The Spanish officer laughed with a contemptuous shrug. His heavy visage was inflamed. He was of that type of his race which regarded Americans as “Yankee pigs.” Personal hatred and the desire of private vengeance made him proof against bribery. Moreover, he had no faith in the protestations of Van Steen. As O’Shea had put it, he was a man who saw red. The futility of appealing to him was so obvious that O’Shea interfered to play his trump card.
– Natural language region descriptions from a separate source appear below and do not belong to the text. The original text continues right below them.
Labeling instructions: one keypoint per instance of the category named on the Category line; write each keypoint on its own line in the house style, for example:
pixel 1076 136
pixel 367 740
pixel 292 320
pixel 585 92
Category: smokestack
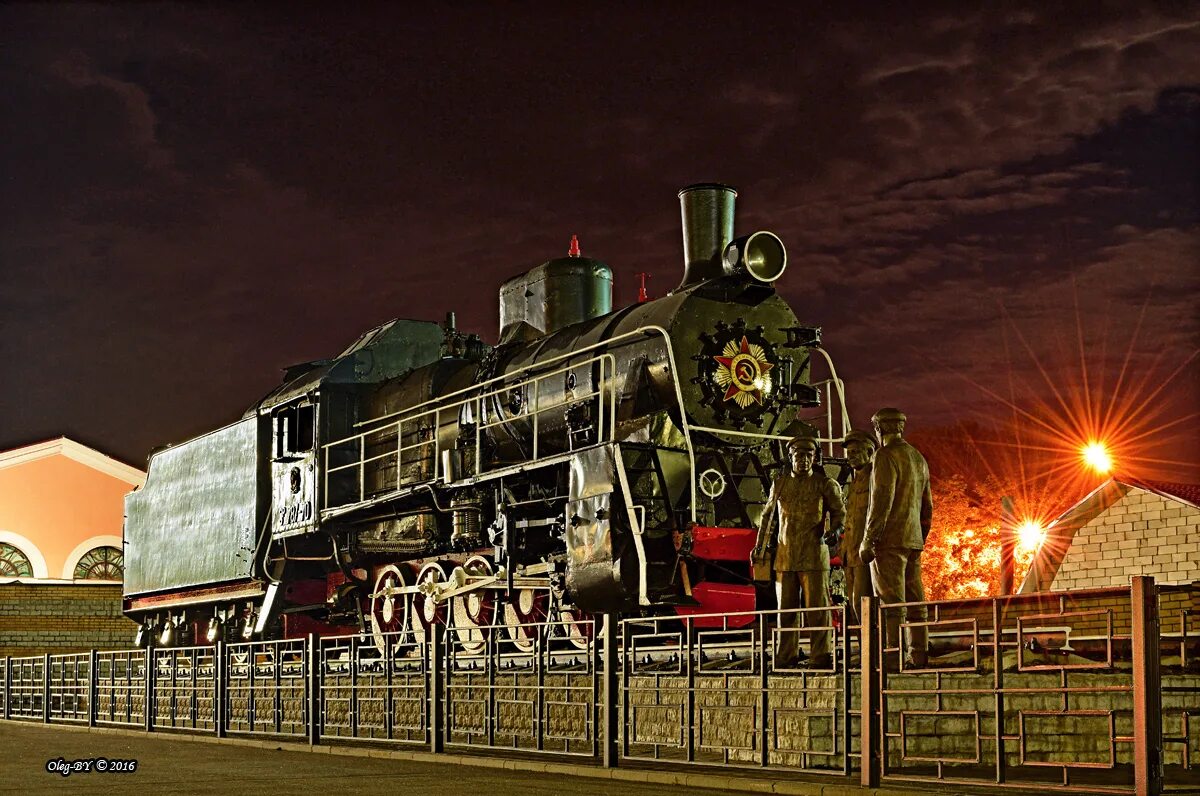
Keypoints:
pixel 707 211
“If you land your sailors to-night and try to take us,” said he, and his voice was hard and deliberate, “’twill be the toughest job ye ever tackled. We have nothing to lose, and we will be behind the earthworks yonder. You can gamble that there will be two dead Spaniards for every one of us ye wipe out. As for starving us, I have thought it over, and ye will not try it. You would be laughed at from Havana to Madrid for not daring to attack a handful of shipwrecked men. Ye have a dilemma by the horns. And your rage has made ye blind as a bat. You are all for giving us a short shrift, and no doubt your hot-headed officials in Havana have egged ye on to it. But it will make a big diplomatic row, and when the smoke clears ye will be sorry. It will sound very rotten that ye had no mercy on a crew of castaways. And I will say, for your own information, that Uncle Sam has been very touchy about these quick-action executions ever since the Virginius affair.”
The commander had ceased to fume. He was doing O’Shea the favor of listening to him. The stronger personality had made an impression. O’Shea perceived this and he went on to say:
“What I am leading up to is this:—I am ready to surrender meself and face the consequences if you will take my guests aboard and leave my men and the Cubans on the key. They will take chances of being found by a friendly vessel. You will lose no lives. I am the man your government wants. You will win the big reward offered for the capture of Captain Michael O’Shea. And there will be no complications between your government and mine. ’Tis me own fault that the party is stranded here. I will pay the price. ’Twill be easy enough for ye to explain it. You can keep your crew quiet, and the story will go out that ye took me off the wreck of my steamer and the others got away.”
This was a proposal which took the commander all aback. He considered it in silence and his gaze was less unfriendly. O’Shea concluded with dogged vehemence:
“You can take it or leave it. If you refuse, you must come and take us, and, so help me, as I tell ye, it will cost you a slather of men before ye wipe out my outfit.”
Here was a lawless castaway, a man beyond the pale, who insolently defied the arms and majesty of Spain. But there was a certain plausible method in his madness which caused the commander to waver. His implacable hostility had sensibly diminished. It would, without doubt, win him great distinction to return to Havana with the redoubtable Captain Michael O’Shea a prisoner. As for the men of the outlawed party, most of them had been invisible from the cruiser, and their number was a mere matter of conjecture. It was therefore possible for the commander to inform his officers that in accepting the surrender of Captain O’Shea he had captured all of the expedition that was worth while seizing. He had served thirty years in the Spanish navy without seeing a man slain by bullet or shell. The prospect of a fierce and bloody engagement with men who would fight like wolves failed to arouse his enthusiasm.
“I will signal my answer in one hour,” said he. “What you propose has surprised me. It is most unusual. It was not expected.”